Setting for Psychometric

Participants in the full psychometric analysis included 1,194 team members representing 120 different working health care teams. These teams practiced within a nonprofit health care system that includes urban and rural critical access hospitals and outpatient clinics across Oregon, Washington, and Alaska. Teams ranged in size from three to 39 members, with a mean of 9.95 and median of 8.0. Team composition included physicians, nurses, receptionists, administrators, and ancillary therapists. The response rate for completion of the test instruments was high, with 85% of participants answering all 31 questions and 95% answering 29 or more questions. No correlation was found between team size and number of questions answered (r=-0.046, P>.05). All TDM data collected were anonymous. Oregon Health & Science University’s Institutional Review Board reviewed this study and granted an exemption under 45 CFR 46.102(f).

Psychometric Analysis

Psychometric analyses involved a two-step process. In the first step, an MPlus promax exploratory factor analysis19 with items treated as ordinal variables was conducted to determine the number of underlying dimensions contained in the item set and to identify the subset of items that corresponds to each of the underlying dimensions. In the second step, a Rasch rating scale measurement model16-18 was applied with Winsteps16 software to transform ordinal numeric results to an interval score reflecting a range from 0–100. To assure that the created measurement scale is in fact equal interval (like a “yardstick”), the metric for all Rasch analysis is in logits (log odds units). To convert logit values to a user-friendly 0–100 scale (yardstick) from the summated 1–4 response category data, two components of conversion information are supplied by Winsteps: (1) the mean or center of the scale in 0–100 units, which in this study was 49.02 and (2) the size of one logit in 0–100 units, which in this study was 6.02. While, by definition, the center of a logit scale is zero and the size of a logit is one logit, the use of this conversion transforms logits into a 0–100 range where zero is the lowest possible score and 100 is the highest possible score, and the 0–100 remains an equal interval score.

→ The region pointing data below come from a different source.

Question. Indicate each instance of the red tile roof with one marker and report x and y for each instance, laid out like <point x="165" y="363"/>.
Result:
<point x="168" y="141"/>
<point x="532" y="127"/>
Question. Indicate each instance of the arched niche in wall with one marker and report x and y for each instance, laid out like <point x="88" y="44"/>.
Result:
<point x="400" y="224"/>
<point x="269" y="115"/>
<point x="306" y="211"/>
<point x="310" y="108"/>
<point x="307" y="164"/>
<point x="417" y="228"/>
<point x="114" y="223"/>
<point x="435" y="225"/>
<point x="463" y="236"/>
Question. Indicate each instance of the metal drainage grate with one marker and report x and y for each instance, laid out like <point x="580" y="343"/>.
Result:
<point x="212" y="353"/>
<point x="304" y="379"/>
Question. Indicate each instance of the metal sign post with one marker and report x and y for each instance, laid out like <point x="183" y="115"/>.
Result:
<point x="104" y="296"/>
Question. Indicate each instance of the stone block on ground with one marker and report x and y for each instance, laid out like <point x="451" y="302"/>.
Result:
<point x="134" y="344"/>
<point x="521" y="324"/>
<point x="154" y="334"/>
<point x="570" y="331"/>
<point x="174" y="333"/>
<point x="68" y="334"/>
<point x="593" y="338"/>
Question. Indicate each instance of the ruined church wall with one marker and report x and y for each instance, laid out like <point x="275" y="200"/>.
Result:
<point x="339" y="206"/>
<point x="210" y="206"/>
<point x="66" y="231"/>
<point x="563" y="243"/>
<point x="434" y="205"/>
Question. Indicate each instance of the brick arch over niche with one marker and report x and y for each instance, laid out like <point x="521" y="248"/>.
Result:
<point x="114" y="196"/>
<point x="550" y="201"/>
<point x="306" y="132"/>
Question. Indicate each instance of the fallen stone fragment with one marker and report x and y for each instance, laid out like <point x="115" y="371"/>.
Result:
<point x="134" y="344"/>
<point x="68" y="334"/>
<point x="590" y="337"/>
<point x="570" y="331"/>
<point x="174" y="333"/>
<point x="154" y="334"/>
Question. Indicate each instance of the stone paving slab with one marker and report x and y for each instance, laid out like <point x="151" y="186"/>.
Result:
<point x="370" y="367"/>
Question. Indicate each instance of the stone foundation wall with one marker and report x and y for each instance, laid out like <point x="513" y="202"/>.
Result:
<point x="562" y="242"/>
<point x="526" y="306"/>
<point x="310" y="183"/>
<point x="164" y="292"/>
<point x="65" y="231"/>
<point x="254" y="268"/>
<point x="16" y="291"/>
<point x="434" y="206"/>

For a comprehensive discussion of Rasch measurement models compared to other approaches, see Massof.17 Briefly, the Rasch model is a stochastic (represents random observations) mathematical statement of measurement that specifies that the probability of a respondent giving a specific response to a measurement item is a function of the ability of the respondent to agree or disagree with the item minus the difficulty of the item minus the difficulty of the response category.18 When a set of observations fits the model, the result is a true linear measure constituting a real number line representing the quantity of the construct present (eg, the amount of “teamness”). The location of an item on the scale represents the difficulty of the item or, in this case, how much team development a team member perceives as present to be able to endorse the item. The location of the individual team members on the scale is referred to as their “ability” or how much team development is present.

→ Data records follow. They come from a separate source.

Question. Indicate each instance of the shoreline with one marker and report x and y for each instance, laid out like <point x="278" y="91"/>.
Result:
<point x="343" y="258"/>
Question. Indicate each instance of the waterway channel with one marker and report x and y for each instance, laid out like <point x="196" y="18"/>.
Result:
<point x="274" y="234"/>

For the measure to be useful, all items must fit a single real number line (be uni-dimensional) as assessed by mean square error fit statistics.17 Item fit is the degree to which responses to an item fit expectations, given the ability of the respondent and the difficulty of the item. When this expectation is not met, the item is not contributing useful information in construct measurement. The overall precision of the measure is assessed by Rasch person reliability. One minus person reliability is the amount of error in measuring the construct.17 Mean square error fit statistics estimate the degree to which responses match what is expected given the calibrated item difficulty and person ability. A fit coefficient of 1.0 indicates perfect fit to Rasch model expectations. Fit values greater than 1.50 indicate the item is measuring something other than the intended construct. Fit values less than 0.5 indicate a lack of expected variability in responses (persons of very different ability are giving the same answer).16 Typically, few items are expected to have a perfect fit.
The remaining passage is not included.